The proxy statement and Annual Report to Stockholders are available on the Company’s website (www.oceanfirst.com).

A copy of the Company’s Annual Report on Form 10-K for the year ended December 31, 2021, as filed with the Securities and Exchange Commission may be accessed through the Company’s website (www.oceanfirst.com). A copy of the Form 10-K (without exhibits) will be furnished without charge to persons who were stockholders as of the close of business on April 6, 2022 upon written request to Jill Apito Hewitt, Senior Vice President and Investor Relations Officer, OceanFirst Financial Corp., 110 West Front Street, Red Bank, New Jersey 07701.

If you and others who share your address own your shares in street name, your broker or other holder of record may be sending only one annual report and proxy statement to your address. This practice, known as “householding,” is designed to reduce the printing and postage costs.
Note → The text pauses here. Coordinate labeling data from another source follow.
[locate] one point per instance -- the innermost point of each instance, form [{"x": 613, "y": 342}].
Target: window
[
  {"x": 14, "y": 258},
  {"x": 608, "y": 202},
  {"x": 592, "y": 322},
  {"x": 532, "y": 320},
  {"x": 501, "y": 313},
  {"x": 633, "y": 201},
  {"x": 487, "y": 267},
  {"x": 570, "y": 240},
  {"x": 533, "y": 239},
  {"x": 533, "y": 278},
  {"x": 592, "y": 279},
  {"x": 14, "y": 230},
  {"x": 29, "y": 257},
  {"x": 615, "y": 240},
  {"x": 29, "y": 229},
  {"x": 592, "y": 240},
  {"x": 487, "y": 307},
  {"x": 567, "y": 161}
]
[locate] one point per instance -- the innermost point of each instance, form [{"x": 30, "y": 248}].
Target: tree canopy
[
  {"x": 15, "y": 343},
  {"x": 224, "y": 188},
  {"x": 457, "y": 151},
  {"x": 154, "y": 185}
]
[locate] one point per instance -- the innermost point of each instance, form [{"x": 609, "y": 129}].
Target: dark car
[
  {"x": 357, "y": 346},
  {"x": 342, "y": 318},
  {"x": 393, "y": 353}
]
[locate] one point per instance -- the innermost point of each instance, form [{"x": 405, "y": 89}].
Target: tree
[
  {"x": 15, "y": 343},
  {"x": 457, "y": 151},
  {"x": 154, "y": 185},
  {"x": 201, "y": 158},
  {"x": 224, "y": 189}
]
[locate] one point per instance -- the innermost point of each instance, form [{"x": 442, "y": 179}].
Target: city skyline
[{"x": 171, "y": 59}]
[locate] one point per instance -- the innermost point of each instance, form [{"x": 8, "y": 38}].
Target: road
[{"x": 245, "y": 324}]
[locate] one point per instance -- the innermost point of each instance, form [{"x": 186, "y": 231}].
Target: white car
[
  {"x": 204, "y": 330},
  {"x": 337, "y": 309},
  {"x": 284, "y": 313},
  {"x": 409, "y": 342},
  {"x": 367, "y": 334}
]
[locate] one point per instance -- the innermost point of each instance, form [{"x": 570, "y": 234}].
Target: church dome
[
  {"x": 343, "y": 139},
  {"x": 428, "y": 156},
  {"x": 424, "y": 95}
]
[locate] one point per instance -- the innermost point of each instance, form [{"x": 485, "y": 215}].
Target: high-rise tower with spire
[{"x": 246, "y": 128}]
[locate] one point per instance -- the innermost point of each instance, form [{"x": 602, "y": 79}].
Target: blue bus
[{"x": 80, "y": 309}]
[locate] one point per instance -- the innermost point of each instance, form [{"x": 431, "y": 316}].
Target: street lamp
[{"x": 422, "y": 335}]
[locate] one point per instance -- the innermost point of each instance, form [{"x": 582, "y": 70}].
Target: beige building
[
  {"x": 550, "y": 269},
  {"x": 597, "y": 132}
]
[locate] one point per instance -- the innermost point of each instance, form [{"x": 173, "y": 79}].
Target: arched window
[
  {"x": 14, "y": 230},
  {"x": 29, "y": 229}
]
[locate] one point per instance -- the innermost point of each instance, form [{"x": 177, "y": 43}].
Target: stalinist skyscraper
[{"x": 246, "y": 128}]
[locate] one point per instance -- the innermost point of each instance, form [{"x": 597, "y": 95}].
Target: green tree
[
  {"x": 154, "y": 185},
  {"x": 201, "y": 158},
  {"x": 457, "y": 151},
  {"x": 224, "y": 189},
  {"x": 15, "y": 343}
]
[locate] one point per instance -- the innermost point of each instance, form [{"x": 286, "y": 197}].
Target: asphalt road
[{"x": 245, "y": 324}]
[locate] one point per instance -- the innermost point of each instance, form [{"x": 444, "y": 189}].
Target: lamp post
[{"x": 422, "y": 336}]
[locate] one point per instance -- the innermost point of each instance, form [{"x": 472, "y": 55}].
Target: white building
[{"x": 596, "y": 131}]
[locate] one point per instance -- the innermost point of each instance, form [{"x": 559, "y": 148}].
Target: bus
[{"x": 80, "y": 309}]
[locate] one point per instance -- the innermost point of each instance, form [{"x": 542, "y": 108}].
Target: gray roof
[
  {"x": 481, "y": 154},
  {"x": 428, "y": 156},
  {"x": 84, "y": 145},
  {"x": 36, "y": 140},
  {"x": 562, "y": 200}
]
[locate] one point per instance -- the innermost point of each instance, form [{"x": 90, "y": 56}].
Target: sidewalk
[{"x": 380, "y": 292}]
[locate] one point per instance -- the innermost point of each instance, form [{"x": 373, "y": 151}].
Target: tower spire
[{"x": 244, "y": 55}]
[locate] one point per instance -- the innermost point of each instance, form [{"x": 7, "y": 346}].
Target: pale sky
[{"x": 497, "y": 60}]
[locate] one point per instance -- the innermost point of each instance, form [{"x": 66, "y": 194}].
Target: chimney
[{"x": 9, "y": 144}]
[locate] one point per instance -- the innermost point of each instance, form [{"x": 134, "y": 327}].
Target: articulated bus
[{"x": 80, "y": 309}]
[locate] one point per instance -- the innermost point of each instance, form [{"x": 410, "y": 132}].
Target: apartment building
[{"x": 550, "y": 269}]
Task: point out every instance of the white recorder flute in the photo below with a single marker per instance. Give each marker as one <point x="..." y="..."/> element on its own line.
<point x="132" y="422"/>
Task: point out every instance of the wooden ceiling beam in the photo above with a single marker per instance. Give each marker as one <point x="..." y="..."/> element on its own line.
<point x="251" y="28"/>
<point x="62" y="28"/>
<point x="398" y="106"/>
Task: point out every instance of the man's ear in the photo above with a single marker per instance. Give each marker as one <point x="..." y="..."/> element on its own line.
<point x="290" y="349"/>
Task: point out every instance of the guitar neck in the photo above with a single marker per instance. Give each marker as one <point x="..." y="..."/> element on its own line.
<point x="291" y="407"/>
However, if a stockholder residing at such an address wishes to receive a separate annual report or proxy statement in the future, he or she should contact the broker or other holder of record. If you own your shares in street name and are receiving multiple copies of the Annual Report and proxy statement, you can request householding by contacting your broker or other holder of record.

By Order of the Board of Directors

Steven J. Tsimbinos
Corporate Secretary
Red Bank, New Jersey
April 26, 2022

You are cordially invited to attend the Annual Meeting of Stockholders virtually. Whether or not you plan to attend the Annual Meeting, you are requested to sign, date, and promptly return the accompanying proxy card in the enclosed postage-paid envelope, or vote your shares electronically or by phone by following the voting instructions printed on the proxy card. If you plan on attending the virtual meeting, or have any questions, please contact Jill Apito Hewitt, Senior Vice President and Investor Relations Officer, OceanFirst Financial Corp., 110 West Front Street, Red Bank, New Jersey 07701.